In a strange reversal, it is only a matter of time before the hipsters accidentally adopt the scientific aesthetic, having already passed through the turtleneck phase. Then it would be race between them to reject it all, except that the scientific culture won’t have even noticed the hipsters until they are long gone. And not just that passing fashion, but the whole tribe.

It’s fair to ask why it even matters what fashion choices scientists might make. The issue is that the ascetic aesthetic pervades not just clothing but all kinds of choices about the scientific environment and plays a big part in determining the public image of science. Most surprisingly, it is a decisively anti-creative choice given that science is fundamentally a creative pursuit.

Even the constraints of this aesthetic might not necessarily damage the creative scientific process. But they do damage the image of science among non-scientists. And so we end where we began, looking for an answer to questions about what does science/a scientist/a scientist’s workplace look like. Scientists have a well-developed intracultural aesthetic. It helps them convince each other that they are serious about their work. But it doesn’t do much to convince the rest of the world to play along.

About scienvironments

There is a hidden world of science. It’s right there to see but nobody particularly notices it. Non-scientists don’t live in the world of science and so rarely have an opportunity to observe it and scientists are so embedded in their world that they don’t notice this world. This hidden world is the environment of science. It includes the places, objects, behaviors, and cultures of science that exist outside the realm of what would conventionally be called “the science” that scientists perform, but is inextricably linked to the science. There is a complex interplay between “the science” and the “environments of science”.

Of course, there is not just one environment for all science.

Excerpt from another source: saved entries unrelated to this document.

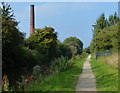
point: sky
(67, 18)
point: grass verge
(63, 81)
(106, 76)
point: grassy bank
(63, 81)
(106, 74)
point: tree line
(105, 33)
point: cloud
(49, 9)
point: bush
(60, 65)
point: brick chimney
(32, 24)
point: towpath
(86, 80)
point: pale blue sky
(68, 19)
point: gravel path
(86, 80)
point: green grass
(63, 81)
(106, 76)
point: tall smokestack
(32, 25)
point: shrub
(60, 65)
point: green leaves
(74, 44)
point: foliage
(87, 50)
(44, 41)
(106, 76)
(103, 22)
(107, 36)
(5, 83)
(106, 39)
(60, 64)
(36, 71)
(74, 44)
(63, 50)
(55, 81)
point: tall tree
(101, 23)
(113, 19)
(74, 44)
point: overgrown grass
(63, 81)
(106, 75)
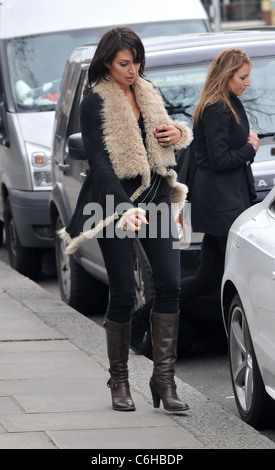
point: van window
(36, 63)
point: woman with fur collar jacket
(129, 141)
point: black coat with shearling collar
(223, 184)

There are vast differences between fields of science, locations of laboratories, and global cultures. But perhaps there is something characteristic of science environments. And perhaps those environments contribute in some essential way to the practice of science. Do science environments arise from the scientific culture, or do they environments help build and reinforce scientific cultures?

These are all topics and questions that this blog will try to address. I realize that it’s an area I’ve been skirting around for a long time, and has influenced a large number of stories in my day time job editing symmetry magazine. As an ex-research physicist who came to gain a different view of science as a journalist, the environments of science and how they are shaped by and shape scientific endeavors have become clearer.

The scope will be fairly broad, driven mainly by examples, from which I hope to see various recurrent themes. I’ll be exploring connections between science and physical space, tools, architecture, design, objects, fashion, location, sensory experiences, processes, and cultural constructs. Many of the examples will be from the world of physics, as it is the area I have strongest connections with but I will be looking for guest commentaries from others that concentrate on other scientific fields. For now, I’m not going to try to be comprehensive, but just observe, describe, and conjecture about the environments of science.